The LLM-judge's scores are **advisory** (they never gate). On a human-labelled
gold subset it agreed with human verdicts at **Cohen's kappa 0.81** using an
independent judge (`groq/llama-3.1-8b-instant` ≠ the reasoner) — validated on that
subset (DR-0018); still self-grading whenever `QG_JUDGE_MODEL` equals the reasoner.
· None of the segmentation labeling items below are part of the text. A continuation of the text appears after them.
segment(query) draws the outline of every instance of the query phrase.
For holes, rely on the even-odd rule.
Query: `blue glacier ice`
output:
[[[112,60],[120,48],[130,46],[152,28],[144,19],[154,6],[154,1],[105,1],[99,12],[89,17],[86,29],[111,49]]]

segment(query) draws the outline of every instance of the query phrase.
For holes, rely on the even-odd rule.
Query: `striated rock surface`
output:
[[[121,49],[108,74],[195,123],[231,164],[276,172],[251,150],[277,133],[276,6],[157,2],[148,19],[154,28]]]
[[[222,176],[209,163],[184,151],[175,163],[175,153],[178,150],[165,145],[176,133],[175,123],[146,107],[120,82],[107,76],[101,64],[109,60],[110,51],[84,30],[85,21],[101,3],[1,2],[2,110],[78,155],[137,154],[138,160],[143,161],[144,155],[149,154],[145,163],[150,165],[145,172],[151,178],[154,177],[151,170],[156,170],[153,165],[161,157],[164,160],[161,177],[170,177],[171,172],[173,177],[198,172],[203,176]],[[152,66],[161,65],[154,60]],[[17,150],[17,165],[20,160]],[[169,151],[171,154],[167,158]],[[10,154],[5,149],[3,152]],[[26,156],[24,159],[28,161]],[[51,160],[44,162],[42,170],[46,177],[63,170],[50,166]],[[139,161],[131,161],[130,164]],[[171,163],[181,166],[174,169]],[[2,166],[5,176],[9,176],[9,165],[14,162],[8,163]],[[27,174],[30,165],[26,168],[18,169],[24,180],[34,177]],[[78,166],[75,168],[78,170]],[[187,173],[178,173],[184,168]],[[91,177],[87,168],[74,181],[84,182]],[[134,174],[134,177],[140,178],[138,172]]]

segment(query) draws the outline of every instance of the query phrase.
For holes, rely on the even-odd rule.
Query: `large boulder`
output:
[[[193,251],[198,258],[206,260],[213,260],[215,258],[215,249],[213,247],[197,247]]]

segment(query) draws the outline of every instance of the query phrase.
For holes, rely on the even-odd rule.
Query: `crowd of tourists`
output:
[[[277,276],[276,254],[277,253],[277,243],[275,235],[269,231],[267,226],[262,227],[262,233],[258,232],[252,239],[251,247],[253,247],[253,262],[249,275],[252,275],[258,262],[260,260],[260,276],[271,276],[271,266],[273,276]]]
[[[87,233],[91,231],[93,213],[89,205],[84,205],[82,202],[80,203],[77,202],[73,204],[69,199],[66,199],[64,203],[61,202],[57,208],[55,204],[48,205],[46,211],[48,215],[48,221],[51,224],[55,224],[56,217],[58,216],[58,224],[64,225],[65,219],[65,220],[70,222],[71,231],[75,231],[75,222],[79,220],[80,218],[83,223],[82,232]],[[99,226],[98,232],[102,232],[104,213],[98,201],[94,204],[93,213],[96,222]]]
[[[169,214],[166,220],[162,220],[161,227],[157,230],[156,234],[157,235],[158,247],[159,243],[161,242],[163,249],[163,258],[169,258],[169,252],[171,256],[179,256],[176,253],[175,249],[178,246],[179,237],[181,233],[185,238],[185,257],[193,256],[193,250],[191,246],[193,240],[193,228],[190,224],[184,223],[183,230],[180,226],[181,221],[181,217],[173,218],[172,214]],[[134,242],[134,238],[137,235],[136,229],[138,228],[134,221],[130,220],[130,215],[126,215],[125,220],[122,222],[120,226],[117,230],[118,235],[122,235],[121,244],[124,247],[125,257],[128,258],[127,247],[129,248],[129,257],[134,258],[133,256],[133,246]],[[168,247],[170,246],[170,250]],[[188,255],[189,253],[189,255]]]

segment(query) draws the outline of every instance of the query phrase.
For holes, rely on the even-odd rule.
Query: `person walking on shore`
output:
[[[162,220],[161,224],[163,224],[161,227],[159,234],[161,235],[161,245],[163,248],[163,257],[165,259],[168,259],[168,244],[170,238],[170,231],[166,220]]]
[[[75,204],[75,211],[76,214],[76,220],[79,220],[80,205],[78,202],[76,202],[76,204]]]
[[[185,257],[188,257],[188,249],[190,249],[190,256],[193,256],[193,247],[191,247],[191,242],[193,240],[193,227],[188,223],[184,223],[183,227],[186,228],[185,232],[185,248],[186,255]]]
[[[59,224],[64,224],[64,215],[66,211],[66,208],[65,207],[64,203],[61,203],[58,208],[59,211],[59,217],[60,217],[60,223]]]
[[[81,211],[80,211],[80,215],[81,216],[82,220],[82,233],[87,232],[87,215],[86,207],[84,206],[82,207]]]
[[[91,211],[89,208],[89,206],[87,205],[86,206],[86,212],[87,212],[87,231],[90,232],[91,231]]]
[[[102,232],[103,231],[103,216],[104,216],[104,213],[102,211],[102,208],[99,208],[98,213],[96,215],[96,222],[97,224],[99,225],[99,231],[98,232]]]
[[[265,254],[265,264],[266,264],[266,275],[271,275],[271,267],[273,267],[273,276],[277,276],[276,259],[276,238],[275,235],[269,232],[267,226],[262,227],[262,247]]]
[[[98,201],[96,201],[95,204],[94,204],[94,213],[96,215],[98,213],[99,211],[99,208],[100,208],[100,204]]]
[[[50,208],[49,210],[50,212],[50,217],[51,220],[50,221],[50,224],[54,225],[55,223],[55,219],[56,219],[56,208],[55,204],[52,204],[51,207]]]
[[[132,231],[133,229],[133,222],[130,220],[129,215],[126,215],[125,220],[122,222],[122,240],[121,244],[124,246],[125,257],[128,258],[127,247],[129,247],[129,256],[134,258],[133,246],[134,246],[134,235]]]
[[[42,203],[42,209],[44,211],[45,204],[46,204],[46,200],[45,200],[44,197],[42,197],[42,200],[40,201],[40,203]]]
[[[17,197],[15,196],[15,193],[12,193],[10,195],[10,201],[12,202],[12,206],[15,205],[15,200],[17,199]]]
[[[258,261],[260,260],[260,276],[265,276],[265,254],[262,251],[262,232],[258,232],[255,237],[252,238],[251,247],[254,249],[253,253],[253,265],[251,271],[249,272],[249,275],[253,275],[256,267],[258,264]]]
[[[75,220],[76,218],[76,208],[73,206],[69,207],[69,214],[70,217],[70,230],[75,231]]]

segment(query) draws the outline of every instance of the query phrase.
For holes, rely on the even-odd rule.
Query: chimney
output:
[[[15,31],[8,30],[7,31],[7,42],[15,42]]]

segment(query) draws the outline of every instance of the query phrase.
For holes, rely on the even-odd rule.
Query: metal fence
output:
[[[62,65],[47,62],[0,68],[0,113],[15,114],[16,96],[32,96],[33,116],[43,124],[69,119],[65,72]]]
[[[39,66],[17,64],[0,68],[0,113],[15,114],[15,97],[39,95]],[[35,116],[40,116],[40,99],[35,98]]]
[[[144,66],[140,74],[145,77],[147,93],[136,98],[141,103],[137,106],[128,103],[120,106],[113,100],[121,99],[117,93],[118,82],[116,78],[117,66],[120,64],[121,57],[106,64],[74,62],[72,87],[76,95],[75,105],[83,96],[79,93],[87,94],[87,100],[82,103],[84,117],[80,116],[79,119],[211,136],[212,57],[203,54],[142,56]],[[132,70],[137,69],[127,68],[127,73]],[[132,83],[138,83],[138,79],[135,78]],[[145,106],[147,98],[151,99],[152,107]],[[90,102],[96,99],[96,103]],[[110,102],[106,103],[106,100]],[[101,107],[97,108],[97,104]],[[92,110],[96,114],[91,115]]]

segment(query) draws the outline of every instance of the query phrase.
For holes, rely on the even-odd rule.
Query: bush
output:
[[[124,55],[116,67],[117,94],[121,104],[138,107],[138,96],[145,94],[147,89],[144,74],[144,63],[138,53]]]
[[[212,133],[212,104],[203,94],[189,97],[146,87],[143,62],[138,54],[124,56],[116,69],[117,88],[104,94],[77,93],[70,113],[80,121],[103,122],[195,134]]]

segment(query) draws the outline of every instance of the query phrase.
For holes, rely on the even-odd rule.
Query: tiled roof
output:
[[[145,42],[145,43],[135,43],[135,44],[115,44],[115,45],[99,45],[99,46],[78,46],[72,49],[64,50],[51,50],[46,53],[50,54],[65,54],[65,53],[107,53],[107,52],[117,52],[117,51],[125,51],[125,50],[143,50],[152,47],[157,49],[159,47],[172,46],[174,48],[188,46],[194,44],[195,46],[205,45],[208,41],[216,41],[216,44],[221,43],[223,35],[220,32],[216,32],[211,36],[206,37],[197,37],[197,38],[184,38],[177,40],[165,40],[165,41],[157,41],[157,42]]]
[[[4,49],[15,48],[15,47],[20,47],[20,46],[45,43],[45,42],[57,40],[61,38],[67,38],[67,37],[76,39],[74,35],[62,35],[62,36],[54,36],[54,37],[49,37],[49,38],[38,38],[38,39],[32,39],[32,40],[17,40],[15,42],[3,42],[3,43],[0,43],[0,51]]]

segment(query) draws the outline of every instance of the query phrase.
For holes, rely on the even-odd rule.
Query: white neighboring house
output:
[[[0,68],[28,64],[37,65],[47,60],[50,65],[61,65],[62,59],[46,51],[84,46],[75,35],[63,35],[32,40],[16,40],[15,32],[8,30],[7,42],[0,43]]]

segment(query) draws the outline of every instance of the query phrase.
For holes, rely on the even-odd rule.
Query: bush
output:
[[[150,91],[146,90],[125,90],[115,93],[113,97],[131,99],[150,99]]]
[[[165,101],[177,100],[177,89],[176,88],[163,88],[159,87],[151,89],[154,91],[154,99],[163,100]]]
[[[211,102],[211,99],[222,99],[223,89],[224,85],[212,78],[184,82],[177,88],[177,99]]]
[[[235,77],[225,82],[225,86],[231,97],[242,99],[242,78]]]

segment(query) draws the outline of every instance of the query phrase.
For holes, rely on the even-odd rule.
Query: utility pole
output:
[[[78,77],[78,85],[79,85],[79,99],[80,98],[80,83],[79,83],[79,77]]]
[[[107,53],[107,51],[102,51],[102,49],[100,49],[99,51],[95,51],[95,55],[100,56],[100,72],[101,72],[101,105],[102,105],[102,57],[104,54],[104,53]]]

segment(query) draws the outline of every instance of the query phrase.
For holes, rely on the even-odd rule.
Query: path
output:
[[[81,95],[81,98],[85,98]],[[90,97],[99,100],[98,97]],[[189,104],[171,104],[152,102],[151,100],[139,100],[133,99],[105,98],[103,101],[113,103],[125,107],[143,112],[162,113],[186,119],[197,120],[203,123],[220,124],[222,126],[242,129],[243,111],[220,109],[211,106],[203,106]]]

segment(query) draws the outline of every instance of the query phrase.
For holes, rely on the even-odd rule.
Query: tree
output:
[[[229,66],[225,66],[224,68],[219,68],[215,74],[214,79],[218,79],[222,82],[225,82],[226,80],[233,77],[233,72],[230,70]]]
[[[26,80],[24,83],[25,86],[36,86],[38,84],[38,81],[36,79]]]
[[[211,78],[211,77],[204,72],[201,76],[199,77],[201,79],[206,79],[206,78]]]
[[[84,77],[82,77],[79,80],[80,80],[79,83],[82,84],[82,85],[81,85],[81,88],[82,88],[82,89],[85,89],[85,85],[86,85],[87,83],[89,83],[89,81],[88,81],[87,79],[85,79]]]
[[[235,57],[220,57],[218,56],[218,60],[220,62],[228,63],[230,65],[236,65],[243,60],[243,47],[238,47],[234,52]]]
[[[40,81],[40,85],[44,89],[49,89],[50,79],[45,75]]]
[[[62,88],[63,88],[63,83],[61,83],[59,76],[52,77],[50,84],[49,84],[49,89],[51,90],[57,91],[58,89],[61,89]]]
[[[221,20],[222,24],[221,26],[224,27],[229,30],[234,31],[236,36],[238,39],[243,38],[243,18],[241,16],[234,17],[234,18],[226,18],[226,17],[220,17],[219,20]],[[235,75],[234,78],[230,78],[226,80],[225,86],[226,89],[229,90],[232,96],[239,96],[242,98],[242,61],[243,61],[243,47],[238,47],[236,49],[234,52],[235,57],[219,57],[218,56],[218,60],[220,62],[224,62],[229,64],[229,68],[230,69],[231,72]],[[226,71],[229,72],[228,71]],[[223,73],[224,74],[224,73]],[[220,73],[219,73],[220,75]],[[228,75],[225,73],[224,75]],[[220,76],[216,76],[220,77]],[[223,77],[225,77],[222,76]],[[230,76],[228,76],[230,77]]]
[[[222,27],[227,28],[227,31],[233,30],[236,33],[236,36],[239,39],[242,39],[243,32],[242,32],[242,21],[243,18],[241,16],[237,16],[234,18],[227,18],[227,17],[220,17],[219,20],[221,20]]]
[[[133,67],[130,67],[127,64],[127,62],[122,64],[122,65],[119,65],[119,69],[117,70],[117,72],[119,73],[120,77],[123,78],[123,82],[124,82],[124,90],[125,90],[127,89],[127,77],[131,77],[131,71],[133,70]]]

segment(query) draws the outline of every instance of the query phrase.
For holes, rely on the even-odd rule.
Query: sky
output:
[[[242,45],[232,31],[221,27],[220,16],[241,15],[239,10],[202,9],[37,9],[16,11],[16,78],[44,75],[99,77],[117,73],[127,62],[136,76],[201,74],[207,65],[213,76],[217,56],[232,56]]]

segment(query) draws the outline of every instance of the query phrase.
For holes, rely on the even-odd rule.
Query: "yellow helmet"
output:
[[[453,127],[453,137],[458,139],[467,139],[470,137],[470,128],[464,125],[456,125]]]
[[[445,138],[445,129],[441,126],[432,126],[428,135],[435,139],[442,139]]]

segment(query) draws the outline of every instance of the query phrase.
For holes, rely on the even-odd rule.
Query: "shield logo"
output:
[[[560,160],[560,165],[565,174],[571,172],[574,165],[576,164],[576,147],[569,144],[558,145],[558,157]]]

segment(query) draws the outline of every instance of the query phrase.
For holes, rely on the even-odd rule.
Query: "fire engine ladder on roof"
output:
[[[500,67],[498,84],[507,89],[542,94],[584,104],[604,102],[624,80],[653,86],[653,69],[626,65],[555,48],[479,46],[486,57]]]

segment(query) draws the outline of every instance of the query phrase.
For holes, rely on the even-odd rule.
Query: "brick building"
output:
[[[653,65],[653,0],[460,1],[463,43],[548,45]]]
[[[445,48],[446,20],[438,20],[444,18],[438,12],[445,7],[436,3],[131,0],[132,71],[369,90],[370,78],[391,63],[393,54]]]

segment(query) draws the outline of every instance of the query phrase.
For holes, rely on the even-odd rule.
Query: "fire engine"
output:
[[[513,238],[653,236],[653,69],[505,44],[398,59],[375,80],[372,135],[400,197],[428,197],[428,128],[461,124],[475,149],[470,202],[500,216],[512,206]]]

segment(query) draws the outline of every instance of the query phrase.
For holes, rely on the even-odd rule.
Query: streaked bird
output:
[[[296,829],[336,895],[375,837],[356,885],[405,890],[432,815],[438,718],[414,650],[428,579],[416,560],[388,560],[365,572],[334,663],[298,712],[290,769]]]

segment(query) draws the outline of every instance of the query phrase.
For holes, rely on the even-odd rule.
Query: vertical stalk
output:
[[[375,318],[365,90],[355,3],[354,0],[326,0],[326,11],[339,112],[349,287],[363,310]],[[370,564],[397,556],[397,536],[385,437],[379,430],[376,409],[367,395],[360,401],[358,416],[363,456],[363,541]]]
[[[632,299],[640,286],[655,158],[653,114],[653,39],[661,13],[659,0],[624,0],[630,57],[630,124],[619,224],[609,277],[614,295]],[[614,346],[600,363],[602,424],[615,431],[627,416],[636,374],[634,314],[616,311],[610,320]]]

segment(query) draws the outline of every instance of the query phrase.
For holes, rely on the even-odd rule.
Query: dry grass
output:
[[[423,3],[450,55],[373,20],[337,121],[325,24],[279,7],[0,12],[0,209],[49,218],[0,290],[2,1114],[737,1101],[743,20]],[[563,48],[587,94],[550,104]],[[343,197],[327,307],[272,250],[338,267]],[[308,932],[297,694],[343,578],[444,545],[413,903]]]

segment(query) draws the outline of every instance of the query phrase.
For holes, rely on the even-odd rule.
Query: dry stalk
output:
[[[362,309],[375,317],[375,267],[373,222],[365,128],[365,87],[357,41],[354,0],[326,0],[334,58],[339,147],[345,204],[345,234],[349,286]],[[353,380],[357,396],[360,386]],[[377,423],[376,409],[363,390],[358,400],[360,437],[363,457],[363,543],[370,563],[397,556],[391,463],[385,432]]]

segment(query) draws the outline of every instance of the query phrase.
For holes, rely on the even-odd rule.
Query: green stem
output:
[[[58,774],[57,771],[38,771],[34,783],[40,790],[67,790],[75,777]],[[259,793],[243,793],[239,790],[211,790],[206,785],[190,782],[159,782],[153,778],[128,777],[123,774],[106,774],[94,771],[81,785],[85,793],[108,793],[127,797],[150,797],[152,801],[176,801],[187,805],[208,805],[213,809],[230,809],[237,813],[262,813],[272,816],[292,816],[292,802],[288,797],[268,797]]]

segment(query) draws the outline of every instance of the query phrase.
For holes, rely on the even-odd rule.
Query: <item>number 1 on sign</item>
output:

> **CI's out-of-band eval runs on Groq** (`groq/llama-3.3-70b-versatile`, gated on
> `GROQ_API_KEY`): Gemini's free tier proved unusable from cloud CI (429 → 503 →
> timeout → invalid-key), so the reasoner was swapped with one env var — the
> model-agnostic thesis in action (DR-0017). The intended *home* default remains a
> local Qwen3-4B (DR-0008).

## Status & roadmap

Built in **rolling waves** — only the current wave is implemented in detail
(see [`docs/quellgeist-plan-rolling-wave.md`](docs/quellgeist-plan-rolling-wave.md)).
The full decision history lives in the
[**ADR log**](docs/quellgeist-adr-log.md).

| Wave | Scope | Status |
|---|---|---|
| 0 | De-risk the model bet (4B can orchestrate the loop) | ✅ done — default = Qwen3-4B (DR-0008) |
| 1 | Bad-deploy slice: demo → break → diagnose → postmortem; eval harness + CI | ✅ done — spine built & unit-tested |
| 2 | Reliability core: verifier pass, deterministic fabrication check, abstention, LLM-as-judge | ✅ built — keyless deterministic gate + opt-in verifier/judge; first real run passed with zero fabrication (DR-0016/DR-0017). Judge validation + a reliability *rate* carry into Wave 3 |
| 3 | Breadth: config/env + resource-exhaustion classes, metrics, ~50 scenarios | ✅ done — 3 classes across a 65-scenario suite; first full run **61/65, 0 fabricated**; judge validated (kappa 0.81). See the [reliability](docs/case-studies/wave3-reliability-rate.md) + [judge](docs/case-studies/wave3-judge-validation.md) case studies |
| **4** | **Cost / fine-tune: QLoRA Qwen3-4B vs base vs frontier, with/without verifier** | ✅ **done** — base **0/16 → tuned 12/16** holdout (0 fabricated, 0 speculative-filter, cheaper than base); frontier-competitive vs Gemma-4-31B (beats it 10/16 on capability, ties 6/12 on abstention); `resource_exhaustion` unlearned + adversarial abstention a shared 6/12 ceiling ([case study](docs/case-studies/wave4-qwen-finetune.md), DR-0019/DR-0020) |
| **5** | Polish & ship: HTML render, security pass, MCP registry, launch | 🚧 **engineering complete — release-gated** (HTML render + security scanners + threat model + registry/OIDC scaffolding done; the release tag + launch are the remaining steps) |
| 6 | Resolution-verification loop | ⏳ cut-first |

The wave boundary is deliberate, not unfinished: only the current wave is built in
detail, and later waves are scoped but intentionally unimplemented.

## Reliability gate

The deterministic CI gate is the reliability contract: **196 tests** (ruff +
black via pre-commit, then `pytest` — covering the loop's never-crash /
graceful-abstention behaviour, the deterministic fabrication check and
cite-based judge gate, the verifier and advisory LLM-judge, parameterised
scenario generation, the judge-validation harness, the server filters, the
postmortem renderer, and the fixture-backed eval harness) on Python 3.12 and 3.13.

Out of band, the **model-driven eval** runs the reasoner over the 65-scenario
suite. The latest full run scored **61/65 passed, 0 fabricated evidence**
(Cerebras Gemma-4-31B) — per-class breakdown + the failure analysis in the
[reliability case study](docs/case-studies/wave3-reliability-rate.md).

```bash
uv run pytest tests/ -q
uv run pre-commit run --all-files
```

## Development & contributing

See [CONTRIBUTING.md](CONTRIBUTING.md) for the dev setup, conventions, and the
wave model; [SECURITY.md](SECURITY.md) for reporting and the no-secrets /
toy-demo policy; and [CODE_OF_CONDUCT.md](CODE_OF_CONDUCT.md) for community
expectations. Bug reports and feature requests use the
[issue templates](.github/ISSUE_TEMPLATE); PRs follow the
[PR template](.github/PULL_REQUEST_TEMPLATE.md).

## License

[MIT](LICENSE) © Rajeev Shyam Kumar.